I presume the equation you found is
F = Isp * (delta m)/(delta t) * g0
Well, F is your thrust, the other equation to use is
F= ma
where m is the mass of the rocket (which changes as the fuel get used), and "a" is the acceleration the rocket has as a result.
Then to get the speed change, you apply the acceleration for the time you have it
v= a t
Of course, in reality, since all those are changing factors, you need to use differential equations; the one I am giving you are only the instantaneous ones.

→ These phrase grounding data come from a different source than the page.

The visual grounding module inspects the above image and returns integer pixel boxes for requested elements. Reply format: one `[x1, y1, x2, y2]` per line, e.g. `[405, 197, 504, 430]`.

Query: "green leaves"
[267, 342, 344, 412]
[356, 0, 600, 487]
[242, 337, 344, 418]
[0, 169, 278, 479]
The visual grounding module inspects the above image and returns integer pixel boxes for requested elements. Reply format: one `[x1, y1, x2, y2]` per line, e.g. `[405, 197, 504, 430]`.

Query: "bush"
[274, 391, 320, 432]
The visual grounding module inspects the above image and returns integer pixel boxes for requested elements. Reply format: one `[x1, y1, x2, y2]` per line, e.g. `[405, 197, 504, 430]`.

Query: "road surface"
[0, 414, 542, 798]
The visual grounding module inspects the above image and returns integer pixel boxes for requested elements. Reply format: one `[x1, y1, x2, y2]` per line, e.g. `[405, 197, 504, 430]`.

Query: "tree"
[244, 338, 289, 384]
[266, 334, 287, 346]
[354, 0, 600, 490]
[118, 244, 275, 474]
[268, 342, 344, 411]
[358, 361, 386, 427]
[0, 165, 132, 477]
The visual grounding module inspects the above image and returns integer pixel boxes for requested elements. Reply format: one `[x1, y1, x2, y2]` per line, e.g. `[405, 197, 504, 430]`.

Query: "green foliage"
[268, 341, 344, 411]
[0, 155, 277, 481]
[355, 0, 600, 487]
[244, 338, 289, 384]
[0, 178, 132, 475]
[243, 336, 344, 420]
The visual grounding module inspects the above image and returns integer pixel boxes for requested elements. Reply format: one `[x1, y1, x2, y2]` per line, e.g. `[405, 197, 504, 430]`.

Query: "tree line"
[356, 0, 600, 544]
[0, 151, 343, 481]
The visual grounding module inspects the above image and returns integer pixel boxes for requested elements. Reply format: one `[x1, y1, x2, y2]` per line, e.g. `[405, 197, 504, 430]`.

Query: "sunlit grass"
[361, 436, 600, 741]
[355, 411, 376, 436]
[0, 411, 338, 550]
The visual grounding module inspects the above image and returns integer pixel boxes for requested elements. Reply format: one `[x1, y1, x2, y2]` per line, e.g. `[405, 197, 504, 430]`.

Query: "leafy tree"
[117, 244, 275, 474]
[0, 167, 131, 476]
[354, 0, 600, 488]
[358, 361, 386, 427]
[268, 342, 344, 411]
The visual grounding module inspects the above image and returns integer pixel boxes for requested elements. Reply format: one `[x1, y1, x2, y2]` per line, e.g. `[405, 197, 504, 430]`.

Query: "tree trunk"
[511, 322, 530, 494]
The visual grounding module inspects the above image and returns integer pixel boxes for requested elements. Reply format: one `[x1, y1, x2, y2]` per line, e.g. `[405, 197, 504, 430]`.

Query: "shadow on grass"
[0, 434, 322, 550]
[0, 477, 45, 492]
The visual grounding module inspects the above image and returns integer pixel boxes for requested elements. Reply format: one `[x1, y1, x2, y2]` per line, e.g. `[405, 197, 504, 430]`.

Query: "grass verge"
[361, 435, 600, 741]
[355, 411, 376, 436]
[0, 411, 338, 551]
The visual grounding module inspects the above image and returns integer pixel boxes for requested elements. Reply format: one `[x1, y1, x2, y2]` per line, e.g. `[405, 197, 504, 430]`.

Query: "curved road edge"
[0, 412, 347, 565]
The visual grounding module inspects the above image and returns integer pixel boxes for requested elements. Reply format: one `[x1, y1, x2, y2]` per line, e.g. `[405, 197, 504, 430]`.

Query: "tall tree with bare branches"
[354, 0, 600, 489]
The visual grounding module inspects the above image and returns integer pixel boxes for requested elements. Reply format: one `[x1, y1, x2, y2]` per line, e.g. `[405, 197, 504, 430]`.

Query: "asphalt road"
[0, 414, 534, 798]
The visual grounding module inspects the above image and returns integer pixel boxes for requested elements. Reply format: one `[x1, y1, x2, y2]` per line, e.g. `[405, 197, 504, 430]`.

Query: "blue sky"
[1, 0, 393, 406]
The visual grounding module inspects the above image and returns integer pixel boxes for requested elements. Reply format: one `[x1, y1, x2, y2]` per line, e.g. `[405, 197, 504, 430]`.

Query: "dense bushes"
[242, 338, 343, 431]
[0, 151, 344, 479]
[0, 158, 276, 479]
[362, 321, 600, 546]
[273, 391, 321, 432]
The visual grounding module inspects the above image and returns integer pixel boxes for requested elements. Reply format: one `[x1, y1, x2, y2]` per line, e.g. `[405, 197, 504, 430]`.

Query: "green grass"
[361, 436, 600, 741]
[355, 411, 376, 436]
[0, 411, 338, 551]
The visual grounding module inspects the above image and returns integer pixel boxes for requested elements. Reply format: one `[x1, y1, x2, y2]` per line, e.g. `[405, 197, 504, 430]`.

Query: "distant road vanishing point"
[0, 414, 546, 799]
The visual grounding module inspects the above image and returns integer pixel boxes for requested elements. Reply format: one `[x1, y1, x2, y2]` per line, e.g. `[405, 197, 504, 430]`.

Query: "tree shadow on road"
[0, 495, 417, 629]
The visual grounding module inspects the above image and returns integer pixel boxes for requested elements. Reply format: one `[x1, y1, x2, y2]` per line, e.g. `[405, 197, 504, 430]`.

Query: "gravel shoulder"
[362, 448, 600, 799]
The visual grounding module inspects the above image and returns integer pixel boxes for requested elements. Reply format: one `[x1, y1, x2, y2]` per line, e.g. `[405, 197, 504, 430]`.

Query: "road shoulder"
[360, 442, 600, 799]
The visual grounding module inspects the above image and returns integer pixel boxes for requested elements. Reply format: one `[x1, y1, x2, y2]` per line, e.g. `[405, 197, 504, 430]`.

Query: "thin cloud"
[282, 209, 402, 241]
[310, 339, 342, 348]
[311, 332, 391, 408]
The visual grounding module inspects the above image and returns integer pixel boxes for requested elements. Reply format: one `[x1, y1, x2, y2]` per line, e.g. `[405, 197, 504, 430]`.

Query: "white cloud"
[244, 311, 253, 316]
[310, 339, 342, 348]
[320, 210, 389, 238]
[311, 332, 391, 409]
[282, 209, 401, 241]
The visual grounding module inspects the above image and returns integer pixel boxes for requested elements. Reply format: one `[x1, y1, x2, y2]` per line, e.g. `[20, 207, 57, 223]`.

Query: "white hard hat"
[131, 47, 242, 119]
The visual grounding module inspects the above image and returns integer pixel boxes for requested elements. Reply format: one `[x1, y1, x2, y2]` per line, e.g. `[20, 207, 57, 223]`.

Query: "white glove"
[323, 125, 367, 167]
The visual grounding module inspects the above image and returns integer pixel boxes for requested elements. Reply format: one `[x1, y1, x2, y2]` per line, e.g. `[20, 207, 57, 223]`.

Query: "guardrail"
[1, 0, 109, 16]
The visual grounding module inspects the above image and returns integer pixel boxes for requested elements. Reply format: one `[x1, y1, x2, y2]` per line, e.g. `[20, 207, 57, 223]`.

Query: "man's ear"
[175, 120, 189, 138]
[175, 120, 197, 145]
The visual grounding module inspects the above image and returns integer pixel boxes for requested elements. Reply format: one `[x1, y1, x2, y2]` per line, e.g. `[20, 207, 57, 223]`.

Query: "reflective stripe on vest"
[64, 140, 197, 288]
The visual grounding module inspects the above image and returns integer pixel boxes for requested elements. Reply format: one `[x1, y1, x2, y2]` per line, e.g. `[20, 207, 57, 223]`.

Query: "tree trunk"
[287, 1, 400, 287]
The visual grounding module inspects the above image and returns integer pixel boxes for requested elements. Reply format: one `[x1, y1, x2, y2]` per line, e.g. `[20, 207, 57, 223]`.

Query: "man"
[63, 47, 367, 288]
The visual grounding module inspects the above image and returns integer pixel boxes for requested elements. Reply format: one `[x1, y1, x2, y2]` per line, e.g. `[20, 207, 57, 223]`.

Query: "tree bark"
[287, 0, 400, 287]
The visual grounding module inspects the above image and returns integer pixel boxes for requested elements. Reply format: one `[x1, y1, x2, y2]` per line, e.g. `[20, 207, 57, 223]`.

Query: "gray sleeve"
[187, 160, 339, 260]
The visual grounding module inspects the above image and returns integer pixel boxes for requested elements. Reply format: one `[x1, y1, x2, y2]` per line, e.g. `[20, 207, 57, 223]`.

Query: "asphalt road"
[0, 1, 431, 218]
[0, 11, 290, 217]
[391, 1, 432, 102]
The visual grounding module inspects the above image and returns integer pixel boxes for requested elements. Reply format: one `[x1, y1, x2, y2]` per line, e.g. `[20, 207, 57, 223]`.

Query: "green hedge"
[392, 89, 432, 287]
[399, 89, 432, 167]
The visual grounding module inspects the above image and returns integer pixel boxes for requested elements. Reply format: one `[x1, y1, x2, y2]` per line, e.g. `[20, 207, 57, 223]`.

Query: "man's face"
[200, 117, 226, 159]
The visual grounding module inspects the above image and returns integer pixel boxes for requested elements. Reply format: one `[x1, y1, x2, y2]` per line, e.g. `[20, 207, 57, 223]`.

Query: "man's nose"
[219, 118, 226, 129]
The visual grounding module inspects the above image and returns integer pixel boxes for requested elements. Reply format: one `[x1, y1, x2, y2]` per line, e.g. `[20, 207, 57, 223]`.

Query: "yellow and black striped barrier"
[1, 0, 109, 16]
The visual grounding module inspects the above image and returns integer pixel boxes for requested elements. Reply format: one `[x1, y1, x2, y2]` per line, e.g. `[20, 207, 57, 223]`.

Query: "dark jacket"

2006-10-27 22:06:20 · answer #1 · answered by Vincent G 7 · 1⤊ 0⤋
Well, you have to take such maximum Delta-V values with caution, they are really "guesstimates". Read here about why it is so: "The fourth is the maximum delta-v this technique can give (without staging). For rocket-like propulsion systems this is a function of mass fraction and exhaust velocity. Mass fraction for rocket-like systems is usually limited by propulsion system weight and tankage weight. For a system to achieve this limit, typically the payload may need to be a negligible percentage of the vehicle, and so the practical limit on some systems can be much lower." It is based on current experience and current materials, but doesn't mention for each kind of propulsion system, which assumption had been made.
2016-05-22 02:40:28 · answer #2 · answered by Anonymous · 0⤊ 0⤋
If your serious?
Bet you bragging rights you will not find the answer here!
Only Neanderthal and Cro-magnon breeds dwell here.
I'll show you how a wheel works!!!
GOOD LORD!! I just read Pottery Boys Answer!
I stand Corrected!!! Now I add one more speicies to our breeds.
Bet you he cooks his meat! Though.
2006-10-27 22:01:44 · answer #3 · answered by Anonymous · 0⤊ 0⤋
the impulse is equals to the change of momentum.
so F∆t = M∆v{rocket} + v∆m{fuel}
subtracting mg we get
F - mg = M∆v{rocket} / ∆t + v∆m / ∆t
2006-10-27 21:58:27 · answer #4 · answered by The Potter Boy 3 · 1⤊ 0⤋